Here are the 10,20,30,40,50 & 60 tick projections based on my "Inertia Model" (Subject to being updated as price develops - Historically the further out the prediction is, the less accurate it will tend to be)
NOT ADVICE - JUST SHARING MY NEW STRATEGY FOR CATEGORISING THE MARKET INTO PHASES FOR MY QUANT STRATEGIES
Current Inertia Level of market: -2.404 (Bearish - Transition) - Additional Notes: Current market phase is in transition meaning it is not a fully realized phase. Transition phase projections outside of 10 ticks can often have an error % larger than 2 standard deviation.
The 3 major concepts I tried to incorporate in the Inertia model -
Fundamental stimuli exchanges into psychological energy: Like a bat hitting a ball, where the bat velocity is the fundamental element, and the ball’s reaction to being hit, is human interpretation.
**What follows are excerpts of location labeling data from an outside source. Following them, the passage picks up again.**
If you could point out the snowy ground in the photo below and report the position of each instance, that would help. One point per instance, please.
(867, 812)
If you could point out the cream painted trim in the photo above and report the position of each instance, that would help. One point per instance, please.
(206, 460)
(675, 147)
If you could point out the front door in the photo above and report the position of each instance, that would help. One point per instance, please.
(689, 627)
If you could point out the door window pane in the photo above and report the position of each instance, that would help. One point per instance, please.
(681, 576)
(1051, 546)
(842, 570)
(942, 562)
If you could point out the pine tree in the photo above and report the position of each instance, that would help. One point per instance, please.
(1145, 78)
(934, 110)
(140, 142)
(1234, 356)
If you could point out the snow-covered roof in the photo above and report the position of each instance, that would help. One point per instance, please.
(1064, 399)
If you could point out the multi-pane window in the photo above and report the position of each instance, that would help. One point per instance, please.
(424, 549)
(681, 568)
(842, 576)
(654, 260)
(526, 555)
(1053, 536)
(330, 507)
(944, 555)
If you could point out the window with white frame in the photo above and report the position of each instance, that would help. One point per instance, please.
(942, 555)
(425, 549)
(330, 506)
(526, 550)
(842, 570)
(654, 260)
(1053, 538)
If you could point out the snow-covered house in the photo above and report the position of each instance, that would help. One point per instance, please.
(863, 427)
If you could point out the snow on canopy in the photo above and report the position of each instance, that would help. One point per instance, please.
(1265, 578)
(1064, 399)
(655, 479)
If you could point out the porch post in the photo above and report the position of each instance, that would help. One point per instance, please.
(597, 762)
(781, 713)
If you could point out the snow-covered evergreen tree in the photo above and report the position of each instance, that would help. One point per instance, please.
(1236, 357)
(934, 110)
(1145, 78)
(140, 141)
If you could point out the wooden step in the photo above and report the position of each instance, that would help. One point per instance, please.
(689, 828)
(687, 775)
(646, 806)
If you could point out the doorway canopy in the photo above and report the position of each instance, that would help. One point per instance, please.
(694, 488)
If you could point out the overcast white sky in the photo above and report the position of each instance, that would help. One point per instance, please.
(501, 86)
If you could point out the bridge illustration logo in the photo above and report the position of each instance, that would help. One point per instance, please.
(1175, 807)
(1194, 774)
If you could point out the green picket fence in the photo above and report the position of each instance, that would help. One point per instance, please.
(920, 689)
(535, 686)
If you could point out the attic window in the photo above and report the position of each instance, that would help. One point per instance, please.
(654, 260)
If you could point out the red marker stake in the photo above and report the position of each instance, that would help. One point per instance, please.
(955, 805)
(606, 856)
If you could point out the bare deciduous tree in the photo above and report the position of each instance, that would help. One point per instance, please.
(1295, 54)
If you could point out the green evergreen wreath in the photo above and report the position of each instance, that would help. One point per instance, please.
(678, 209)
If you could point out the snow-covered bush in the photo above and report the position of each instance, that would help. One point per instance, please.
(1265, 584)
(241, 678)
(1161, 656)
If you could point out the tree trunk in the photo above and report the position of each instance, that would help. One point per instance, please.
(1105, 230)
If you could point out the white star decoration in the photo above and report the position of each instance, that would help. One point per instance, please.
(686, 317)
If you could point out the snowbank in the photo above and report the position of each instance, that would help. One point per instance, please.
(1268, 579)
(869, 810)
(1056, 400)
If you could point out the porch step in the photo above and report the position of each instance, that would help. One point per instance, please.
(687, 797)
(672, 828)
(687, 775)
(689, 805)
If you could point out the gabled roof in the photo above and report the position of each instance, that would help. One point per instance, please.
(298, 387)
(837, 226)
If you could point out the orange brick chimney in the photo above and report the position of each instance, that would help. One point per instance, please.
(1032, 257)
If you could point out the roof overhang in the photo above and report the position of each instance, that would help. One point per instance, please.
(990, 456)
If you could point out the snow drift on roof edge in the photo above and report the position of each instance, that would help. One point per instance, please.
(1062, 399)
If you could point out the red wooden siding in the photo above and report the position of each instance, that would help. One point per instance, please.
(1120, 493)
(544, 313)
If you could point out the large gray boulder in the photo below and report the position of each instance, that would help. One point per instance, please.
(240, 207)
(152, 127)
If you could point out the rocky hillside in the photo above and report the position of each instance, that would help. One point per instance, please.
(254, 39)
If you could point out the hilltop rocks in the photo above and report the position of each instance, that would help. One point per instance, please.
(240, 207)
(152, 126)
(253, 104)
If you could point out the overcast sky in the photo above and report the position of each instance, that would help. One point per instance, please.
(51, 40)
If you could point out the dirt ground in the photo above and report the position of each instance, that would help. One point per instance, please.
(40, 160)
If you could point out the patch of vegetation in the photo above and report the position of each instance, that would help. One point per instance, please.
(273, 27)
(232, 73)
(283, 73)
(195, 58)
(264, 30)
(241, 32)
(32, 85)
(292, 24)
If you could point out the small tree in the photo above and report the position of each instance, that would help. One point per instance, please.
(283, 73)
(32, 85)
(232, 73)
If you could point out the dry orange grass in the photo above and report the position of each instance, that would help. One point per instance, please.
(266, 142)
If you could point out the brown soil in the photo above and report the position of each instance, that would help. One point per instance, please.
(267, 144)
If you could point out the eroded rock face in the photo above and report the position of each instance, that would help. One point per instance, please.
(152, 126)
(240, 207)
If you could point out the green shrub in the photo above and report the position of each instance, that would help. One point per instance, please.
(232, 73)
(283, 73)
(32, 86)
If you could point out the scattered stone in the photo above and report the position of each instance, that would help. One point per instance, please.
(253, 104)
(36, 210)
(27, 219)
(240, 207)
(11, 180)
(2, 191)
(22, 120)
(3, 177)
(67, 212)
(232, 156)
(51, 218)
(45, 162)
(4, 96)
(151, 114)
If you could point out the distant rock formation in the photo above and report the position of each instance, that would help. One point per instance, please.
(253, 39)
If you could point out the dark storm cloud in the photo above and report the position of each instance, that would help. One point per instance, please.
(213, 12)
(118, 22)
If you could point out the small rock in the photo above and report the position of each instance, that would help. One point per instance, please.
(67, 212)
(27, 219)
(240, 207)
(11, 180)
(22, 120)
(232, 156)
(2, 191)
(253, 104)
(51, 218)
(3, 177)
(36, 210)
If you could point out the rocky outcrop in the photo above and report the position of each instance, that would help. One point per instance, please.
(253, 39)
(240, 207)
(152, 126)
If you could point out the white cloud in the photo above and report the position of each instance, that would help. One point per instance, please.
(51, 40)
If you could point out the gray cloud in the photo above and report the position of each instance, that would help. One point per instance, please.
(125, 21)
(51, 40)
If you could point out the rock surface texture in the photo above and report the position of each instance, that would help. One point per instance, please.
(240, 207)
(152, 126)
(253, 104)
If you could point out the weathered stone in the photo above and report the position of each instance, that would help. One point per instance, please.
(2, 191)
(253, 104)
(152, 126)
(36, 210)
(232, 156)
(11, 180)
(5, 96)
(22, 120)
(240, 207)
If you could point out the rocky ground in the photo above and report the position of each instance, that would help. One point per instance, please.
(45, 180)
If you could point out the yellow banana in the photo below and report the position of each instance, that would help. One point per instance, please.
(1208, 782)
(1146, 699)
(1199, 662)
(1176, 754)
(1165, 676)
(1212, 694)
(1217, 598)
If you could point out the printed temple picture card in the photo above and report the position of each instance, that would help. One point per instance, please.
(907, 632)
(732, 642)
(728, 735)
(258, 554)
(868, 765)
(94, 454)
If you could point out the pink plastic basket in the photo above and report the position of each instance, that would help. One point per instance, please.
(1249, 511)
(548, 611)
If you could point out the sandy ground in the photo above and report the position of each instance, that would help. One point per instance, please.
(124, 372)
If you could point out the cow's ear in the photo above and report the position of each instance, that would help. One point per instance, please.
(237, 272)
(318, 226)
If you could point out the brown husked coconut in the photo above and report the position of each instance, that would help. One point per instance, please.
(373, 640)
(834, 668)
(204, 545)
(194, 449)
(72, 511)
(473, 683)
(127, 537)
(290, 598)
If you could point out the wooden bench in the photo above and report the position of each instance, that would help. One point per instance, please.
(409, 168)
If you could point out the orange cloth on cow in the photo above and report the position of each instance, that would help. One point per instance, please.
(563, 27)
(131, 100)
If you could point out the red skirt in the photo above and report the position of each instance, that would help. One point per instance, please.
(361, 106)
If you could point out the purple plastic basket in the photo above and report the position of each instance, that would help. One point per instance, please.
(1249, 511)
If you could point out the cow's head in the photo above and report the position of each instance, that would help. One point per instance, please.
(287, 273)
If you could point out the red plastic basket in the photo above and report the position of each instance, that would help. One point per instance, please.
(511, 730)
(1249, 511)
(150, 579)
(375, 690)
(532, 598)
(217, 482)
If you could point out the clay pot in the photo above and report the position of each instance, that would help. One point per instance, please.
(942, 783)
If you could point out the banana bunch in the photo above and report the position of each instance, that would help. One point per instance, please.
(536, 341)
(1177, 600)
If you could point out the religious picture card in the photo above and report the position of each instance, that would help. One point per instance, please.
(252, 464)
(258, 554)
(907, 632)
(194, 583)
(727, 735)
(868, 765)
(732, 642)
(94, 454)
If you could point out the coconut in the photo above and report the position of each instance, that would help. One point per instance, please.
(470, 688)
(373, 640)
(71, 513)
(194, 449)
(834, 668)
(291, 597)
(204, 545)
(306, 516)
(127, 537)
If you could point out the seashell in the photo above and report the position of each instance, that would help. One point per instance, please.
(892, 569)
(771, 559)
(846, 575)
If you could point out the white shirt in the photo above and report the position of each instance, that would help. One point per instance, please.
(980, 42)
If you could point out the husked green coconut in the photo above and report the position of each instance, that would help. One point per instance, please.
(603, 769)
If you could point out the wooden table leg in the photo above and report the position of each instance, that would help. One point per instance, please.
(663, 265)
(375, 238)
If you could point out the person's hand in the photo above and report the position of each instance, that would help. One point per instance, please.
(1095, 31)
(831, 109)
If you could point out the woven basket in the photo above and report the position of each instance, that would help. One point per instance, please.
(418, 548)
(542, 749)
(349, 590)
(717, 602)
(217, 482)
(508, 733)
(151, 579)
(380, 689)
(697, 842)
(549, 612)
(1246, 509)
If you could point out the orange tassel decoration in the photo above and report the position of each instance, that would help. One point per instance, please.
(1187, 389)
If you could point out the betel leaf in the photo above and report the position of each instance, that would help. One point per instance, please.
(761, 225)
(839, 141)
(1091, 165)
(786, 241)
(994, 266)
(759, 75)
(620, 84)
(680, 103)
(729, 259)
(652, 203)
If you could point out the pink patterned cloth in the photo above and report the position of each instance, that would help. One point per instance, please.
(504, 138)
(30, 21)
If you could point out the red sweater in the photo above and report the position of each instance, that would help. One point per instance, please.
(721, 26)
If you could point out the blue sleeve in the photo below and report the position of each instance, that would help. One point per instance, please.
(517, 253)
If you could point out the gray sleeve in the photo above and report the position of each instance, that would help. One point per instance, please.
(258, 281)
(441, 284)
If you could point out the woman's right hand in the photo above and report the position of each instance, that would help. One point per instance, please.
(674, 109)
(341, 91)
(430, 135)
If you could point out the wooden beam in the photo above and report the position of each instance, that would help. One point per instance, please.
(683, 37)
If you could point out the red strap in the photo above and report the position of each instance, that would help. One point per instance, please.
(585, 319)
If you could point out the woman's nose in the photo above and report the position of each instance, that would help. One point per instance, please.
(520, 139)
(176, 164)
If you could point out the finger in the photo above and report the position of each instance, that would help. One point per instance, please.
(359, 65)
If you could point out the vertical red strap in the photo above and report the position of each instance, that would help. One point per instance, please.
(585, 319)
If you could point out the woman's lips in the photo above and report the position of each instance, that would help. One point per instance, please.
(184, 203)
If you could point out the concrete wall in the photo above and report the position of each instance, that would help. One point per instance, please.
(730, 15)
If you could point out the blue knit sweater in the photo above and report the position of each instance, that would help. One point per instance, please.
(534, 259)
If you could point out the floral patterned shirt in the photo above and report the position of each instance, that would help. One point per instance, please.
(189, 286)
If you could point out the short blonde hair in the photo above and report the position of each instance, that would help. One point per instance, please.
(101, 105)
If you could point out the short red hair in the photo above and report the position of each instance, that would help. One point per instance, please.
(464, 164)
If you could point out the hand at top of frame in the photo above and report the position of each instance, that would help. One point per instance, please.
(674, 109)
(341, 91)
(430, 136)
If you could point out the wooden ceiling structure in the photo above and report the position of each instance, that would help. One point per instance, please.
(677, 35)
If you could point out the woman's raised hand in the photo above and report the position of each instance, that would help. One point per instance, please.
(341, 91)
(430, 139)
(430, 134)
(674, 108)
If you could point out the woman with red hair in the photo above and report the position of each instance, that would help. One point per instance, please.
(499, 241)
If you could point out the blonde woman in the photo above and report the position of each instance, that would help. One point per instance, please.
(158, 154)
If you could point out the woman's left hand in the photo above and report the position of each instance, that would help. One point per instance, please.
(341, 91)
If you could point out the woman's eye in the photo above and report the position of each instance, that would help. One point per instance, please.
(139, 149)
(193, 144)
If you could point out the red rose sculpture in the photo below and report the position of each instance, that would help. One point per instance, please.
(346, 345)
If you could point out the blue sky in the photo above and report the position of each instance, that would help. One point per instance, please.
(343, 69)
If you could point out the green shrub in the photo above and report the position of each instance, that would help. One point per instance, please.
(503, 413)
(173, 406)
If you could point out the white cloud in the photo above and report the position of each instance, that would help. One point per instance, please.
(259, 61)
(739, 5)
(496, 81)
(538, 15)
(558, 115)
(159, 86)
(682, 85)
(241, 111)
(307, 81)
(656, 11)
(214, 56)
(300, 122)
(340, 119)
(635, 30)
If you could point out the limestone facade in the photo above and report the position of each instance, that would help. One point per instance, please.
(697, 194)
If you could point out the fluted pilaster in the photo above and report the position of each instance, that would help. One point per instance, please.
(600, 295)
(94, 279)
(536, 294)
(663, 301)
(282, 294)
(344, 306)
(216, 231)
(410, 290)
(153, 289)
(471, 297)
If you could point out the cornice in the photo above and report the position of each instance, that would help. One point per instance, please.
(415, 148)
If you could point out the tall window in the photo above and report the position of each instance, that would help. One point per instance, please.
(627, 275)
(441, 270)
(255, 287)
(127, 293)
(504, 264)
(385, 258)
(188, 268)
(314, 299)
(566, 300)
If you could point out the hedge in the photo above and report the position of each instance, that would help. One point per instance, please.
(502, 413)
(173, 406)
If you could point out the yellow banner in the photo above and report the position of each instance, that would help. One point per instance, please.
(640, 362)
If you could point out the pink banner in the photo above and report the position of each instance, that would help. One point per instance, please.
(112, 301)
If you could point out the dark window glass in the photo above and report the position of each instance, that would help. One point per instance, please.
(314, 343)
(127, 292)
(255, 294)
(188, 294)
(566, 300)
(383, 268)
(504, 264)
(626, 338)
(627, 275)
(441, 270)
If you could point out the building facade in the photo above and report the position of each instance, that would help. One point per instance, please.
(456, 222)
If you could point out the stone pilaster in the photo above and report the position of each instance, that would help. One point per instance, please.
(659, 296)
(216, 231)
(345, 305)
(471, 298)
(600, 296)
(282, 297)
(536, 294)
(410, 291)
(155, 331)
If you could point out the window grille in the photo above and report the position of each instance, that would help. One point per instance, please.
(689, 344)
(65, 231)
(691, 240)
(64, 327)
But with one key difference, the ball will completely obey the fundamentals, where human psychology will overvalue or undervalue the fundamentals. It will overvalue due to forward pricing and speculation, and undervalue due to misinterpretation of the fundamental effect.
“The elastic band theory” - Fair value & price discovery: Once price has been set in motion by a fundamental force we enter a period of price discovery as the markets search for fair value. In this scenario there are two forces: 1) Current Fundamental Value and 2) Forward-Priced Value. Current fundamental value tends to lag behind forward-prices value. Imagine they are both attached to either end of an elastic band. When they are close to each other, there is little tension and price can move freely with little resistance; when they diverge or forward-priced value runs too far ahead of Current fundamental value, tension builds and one of a few scenarios must play out. 1) Forward-priced value must return to real current value (A correction) 2) Forward-priced value can range while real current value catches up (A consolidation) 3) A Snap pricing event: A snap pricing event is similar to an elastic band snapping. The snapping always occurs at the forward-priced value and results in a whip-saw pricing effect. Here the price very quickly slings to the current fundamental value, and will move significantly below/above (depending on the circumstance) the current fundamental value. From here price will whip around and consolidate around the current fundamental value before returning to a less volatile price discovery mechanism. A snap pricing event is caused by many things, here are a few examples: Euphoric exuberance, price manipulation, Extreme undervaluation of the fundamentals and transient events (otherwise known as black swan events).
Inertia Degradation: The longer price trends; following the initial inertia level’s phase, the more likely it is to go into a major correction or consolidation. Like throwing a ball up as high as you can, eventually that energy will be nulled by gravity.